Hot-lines topology and the fate of the spin resonance mode in three-dimensional unconventional superconductors

Abstract

In the quasi-two-dimensional (quasi-2D) copper- and iron-based superconductors, the onset of superconductivity is accompanied by a prominent peak in the magnetic spectrum at momenta close to the wave-vector of the nearby antiferromagnetic state. Such a peak is well described in terms of a spin resonance mode, i.e., a spin-1 exciton theoretically predicted for quasi-2D superconductors with a sign-changing gap. The same theories, however, indicate that such a resonance mode should be absent in a three-dimensional (3D) system with a spherical Fermi surface.
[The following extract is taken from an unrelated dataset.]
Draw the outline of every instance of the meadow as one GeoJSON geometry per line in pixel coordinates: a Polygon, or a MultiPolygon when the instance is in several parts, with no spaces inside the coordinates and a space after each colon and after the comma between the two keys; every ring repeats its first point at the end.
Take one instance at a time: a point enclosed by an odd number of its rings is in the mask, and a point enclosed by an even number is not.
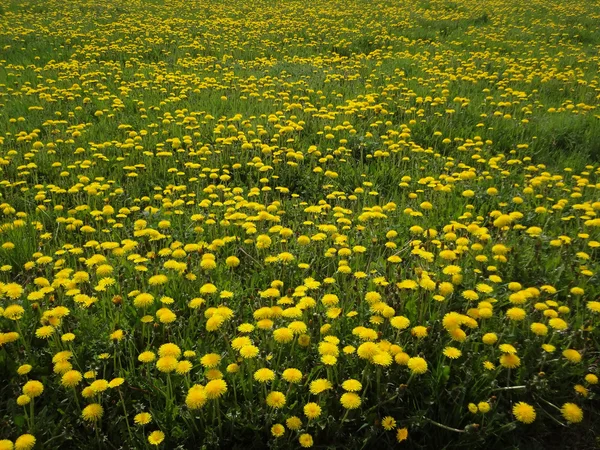
{"type": "Polygon", "coordinates": [[[0,5],[0,450],[600,445],[600,1],[0,5]]]}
This raises the question of the fate of the spin resonance mode in layered unconventional superconductors that are not strongly anisotropic, such as certain heavy-fermion compounds and potentially the newly discovered nickelate superconductor NdNiO$_2$. Here, we use the random-phase-approximation to calculate the dynamical spin susceptibility of 3D superconductors with a $d_{x^2-y^2}$-wave gap symmetry and corrugated cylindrical-like Fermi surfaces. By varying the out-of-plane hopping anisotropy $t_z/t$, we demonstrate that the appearance of a spin resonance mode is determined by the topology of the hot lines -- i.e. lines on the Fermi surface that are connected by the magnetic wave-vector. For an in-plane antiferromagnetic wave-vector, the hot lines undergo a topological transition from open lines to closed loops at a critical $t_z/t$ value. The closed hot lines cross the nodal superconducting lines, making the spin resonance mode overdamped and incoherent. In contrast, for an out-of-plane antiferromagnetic wave-vector, the hot lines remain open and the spin resonance mode remains sharp. We discuss the experimental implications of our results for the out-of-plane dispersion of the spin resonance mode and, more generally, for inelastic neutron scattering experiments on unconventional superconductors.